This week in class we starting talking about our stories and how we must choose the best media to tell the story. What it boiled down to was:
- Write down the experience that we want the audience to have from interacting with our story.
- Figure out how to tell the story: there is no such thing as an original idea, but it is in the relaying of the story that originality comes to fore. Our story will either copy, transfer or combine. We need to adapt to whatever we wrote in step one.
It’s funny because I never really thought of video games as platforms for story telling, but then I realised that they actually were. In class, Dan mentioned the video game The Last of Us which I absolutely loved playing. We discussed how it is intact a linear story: the player doesn’t get to choose the race and gender of the character they play, but we are subsequently drawn into the character no matter who it is. The story is intense, and as a player, we are challenged and rewarded at specific times. The game designers had orchestrated exactly what motive the player would have, and what they wanted the audience to get out of the story. The Last of Us in no way is an original story – a post-apocalyptic, zombie-like infested world is by no means original, but The Last of Us is a remix of some of the best concepts taken from other quality video games. And it has a very clear narrative. Even the trailer for the video game has elements of a cinematic experience that you would get from a film:
Another interesting point that relates to Robert McKee’s reading ‘The Substance of a Story’ and Andrew Stanton’s Ted Talk is summed up in the following meme:
…yet I still enjoyed this game immensely. Go figure.
Another way in which The Last of Us ties into our discussion on transmedia, nuggets and push-off points, is the extra extended material which surrounds this video game. There is an additional story which can be downloaded for an extra 2 hours of game play. It provides context for Ellie’s past. Whilst this is the same media as the video game, it plays on the idea that if audiences are interested enough, they will go looking for the extra material and extended story lines which may not have been included in the main narrative.
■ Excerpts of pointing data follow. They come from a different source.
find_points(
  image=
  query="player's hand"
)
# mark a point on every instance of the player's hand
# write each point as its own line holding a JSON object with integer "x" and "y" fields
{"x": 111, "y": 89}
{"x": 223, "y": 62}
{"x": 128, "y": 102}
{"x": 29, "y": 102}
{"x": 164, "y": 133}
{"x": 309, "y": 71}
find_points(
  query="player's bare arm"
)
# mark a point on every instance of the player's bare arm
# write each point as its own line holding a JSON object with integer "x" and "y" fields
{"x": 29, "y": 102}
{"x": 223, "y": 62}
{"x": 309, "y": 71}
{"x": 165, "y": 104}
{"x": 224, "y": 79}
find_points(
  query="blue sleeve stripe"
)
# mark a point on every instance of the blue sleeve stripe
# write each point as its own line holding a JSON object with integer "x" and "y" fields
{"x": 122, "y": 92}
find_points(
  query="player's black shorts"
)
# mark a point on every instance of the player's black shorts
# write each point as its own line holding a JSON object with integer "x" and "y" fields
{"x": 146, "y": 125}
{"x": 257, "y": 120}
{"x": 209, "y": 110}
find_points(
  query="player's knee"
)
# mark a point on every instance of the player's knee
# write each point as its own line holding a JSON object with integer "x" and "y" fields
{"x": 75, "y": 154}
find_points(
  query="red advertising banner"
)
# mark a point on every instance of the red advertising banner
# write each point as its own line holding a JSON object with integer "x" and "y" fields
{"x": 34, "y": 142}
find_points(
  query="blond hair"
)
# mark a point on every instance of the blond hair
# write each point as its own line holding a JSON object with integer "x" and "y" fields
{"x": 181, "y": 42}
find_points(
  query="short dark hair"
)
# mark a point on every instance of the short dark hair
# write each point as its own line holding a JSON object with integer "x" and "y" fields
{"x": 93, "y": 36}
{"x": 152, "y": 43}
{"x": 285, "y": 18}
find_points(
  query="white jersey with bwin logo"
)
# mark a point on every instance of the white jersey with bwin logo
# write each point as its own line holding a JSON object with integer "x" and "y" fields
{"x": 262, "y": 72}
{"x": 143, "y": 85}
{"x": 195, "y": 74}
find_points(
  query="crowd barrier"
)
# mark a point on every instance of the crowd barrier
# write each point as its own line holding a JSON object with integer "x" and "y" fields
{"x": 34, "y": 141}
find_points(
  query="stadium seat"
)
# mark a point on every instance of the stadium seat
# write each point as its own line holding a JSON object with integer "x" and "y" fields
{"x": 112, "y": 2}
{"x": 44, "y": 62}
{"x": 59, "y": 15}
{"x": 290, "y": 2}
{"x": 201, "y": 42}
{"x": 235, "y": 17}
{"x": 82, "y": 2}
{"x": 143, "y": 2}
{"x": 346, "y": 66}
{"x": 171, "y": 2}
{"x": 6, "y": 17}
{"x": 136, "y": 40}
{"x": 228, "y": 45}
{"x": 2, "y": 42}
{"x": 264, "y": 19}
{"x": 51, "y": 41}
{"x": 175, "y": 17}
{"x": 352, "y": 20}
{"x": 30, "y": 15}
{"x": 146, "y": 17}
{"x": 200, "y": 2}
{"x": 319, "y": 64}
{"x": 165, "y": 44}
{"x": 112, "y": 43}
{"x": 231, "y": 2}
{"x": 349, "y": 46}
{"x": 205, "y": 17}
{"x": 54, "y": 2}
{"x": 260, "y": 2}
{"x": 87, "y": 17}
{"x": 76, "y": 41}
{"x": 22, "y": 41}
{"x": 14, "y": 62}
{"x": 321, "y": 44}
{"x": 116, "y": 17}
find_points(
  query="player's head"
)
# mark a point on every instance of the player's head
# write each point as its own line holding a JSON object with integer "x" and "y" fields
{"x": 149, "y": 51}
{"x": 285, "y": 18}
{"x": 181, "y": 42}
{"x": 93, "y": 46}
Another example of this which we looked at in class was in the case of The Matrix. When I first watched this film nearly 10 years ago, I was 11 and didn’t understand what the hell was going on. And frankly, I wasn’t a fan of sci-fi back then, and so I found the whole concept too outlandish to deal with. In class, we watched The Second Renaissance, Parts I + II which shed some light on what actually happened before the time frame of The Matrix – in essence, it was a prequel which gave a deeper insight into the reign of the machines. I never knew these short films existed, and without them, perhaps I never would have revisited The Matrix as I did after class. With the background knowledge provided from these two short films, I enjoyed The Matrix a whole lot more than I did the first time. I’m sure though, people older than I was when I first watched the film (and people with a higher attention span) wouldn’t have needed these short films to enjoy The Matrix, but their existence adds to the excitement and hype around the film.